# SmolLM3 KataGo Fine-Tuning on Modal

This directory fine-tunes `unsloth/SmolLM3-3B-Base` with LoRA on the dataset stored in the Modal volume:

- data volume: `katago-large-datasets`
- dataset path: `katago_large_dataset_v1/train.jsonl` and `katago_large_dataset_v1/eval.jsonl`
- output volume: `katago-smollm-finetunes`

Run the older non-causal GPU smoke test:

```bash
python3 -m modal run katago/katagolarge/smolLM/modal_smollm_finetune.py
```

Run the older non-causal full training:

```bash
python3 -m modal run katago/katagolarge/smolLM/modal_smollm_finetune.py --mode train
```

Generate explanations for 100 random eval positions:

```bash
python3 -m modal run katago/katagolarge/smolLM/modal_smollm_finetune.py --mode generate
```

The Modal entrypoint uses an A10G, `transformers==4.53.0`, 4-bit loading, bf16 compute, and LoRA adapters. Checkpoints and metrics are saved under `/outputs/<run_name>` in the `katago-smollm-finetunes` Modal volume.

## Causal Masking

`bec_mask.py` implements a board/explanation/claim additive attention mask with local explanation windows for claim tokens.

Run its toy sanity check with:

```bash
python3 katago/katagolarge/smolLM/causal/bec_mask.py
```

`train_go_consistency.py` trains SmolLM3 with explanation LM loss plus structured claim classification heads. It can either split a single JSONL by `game_id`, or consume explicit train/eval JSONL files. The board segment is passed as a 19x19 integer matrix where `1` is black, `-1` is white, and `0` is empty.
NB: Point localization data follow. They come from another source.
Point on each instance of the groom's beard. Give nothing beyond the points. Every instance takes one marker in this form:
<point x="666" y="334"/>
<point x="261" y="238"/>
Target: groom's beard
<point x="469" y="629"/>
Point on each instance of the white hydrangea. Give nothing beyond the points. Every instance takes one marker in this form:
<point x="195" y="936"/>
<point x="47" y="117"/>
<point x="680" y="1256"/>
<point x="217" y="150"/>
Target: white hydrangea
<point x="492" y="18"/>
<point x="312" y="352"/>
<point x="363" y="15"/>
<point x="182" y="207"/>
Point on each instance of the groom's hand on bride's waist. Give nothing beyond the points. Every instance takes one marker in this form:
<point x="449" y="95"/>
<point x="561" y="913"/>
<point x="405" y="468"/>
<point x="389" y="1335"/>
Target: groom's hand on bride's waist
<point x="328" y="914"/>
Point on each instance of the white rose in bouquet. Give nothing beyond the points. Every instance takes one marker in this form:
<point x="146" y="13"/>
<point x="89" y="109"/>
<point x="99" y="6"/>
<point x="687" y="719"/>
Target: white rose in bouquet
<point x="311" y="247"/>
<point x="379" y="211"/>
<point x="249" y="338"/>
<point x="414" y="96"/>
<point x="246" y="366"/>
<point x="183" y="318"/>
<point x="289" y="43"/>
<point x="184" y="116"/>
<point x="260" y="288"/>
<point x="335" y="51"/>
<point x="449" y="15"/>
Run the causal consistency smoke test on the real model and real data:

```bash
python3 -m modal run katago/katagolarge/smolLM/causal/modal_smollm_finetune.py --mode consistency-smoke
```

Run the full causal consistency training job on the full stored train/eval split:

```bash
python3 -m modal run katago/katagolarge/smolLM/causal/modal_smollm_finetune.py --mode consistency-train
```

The full causal Modal entrypoint uses:

- train file: `/data/katago_large_dataset_v1/train.jsonl`
- eval file: `/data/katago_large_dataset_v1/eval.jsonl`
- output directory: `/outputs/causal_consistency_train/<run_name>`
- `max_seq_length=1024`
- `num_train_epochs=3`
- `per_device_train_batch_size=2`
- `per_device_eval_batch_size=2`
- `gradient_accumulation_steps=8`
- `learning_rate=2e-4`
- `lambda_claim=1.0`
- `bf16`

Example:

```bash
python3 katago/katagolarge/smolLM/causal/train_go_consistency.py \
  --train-data-path /data/katago_large_dataset_v1/train.jsonl \
  --eval-data-path /data/katago_large_dataset_v1/eval.jsonl \
  --output-dir /outputs/go_consistency_run \
  --bf16
```

The loader tries Unsloth first and falls back to HuggingFace PEFT if Unsloth is not installed in the environment.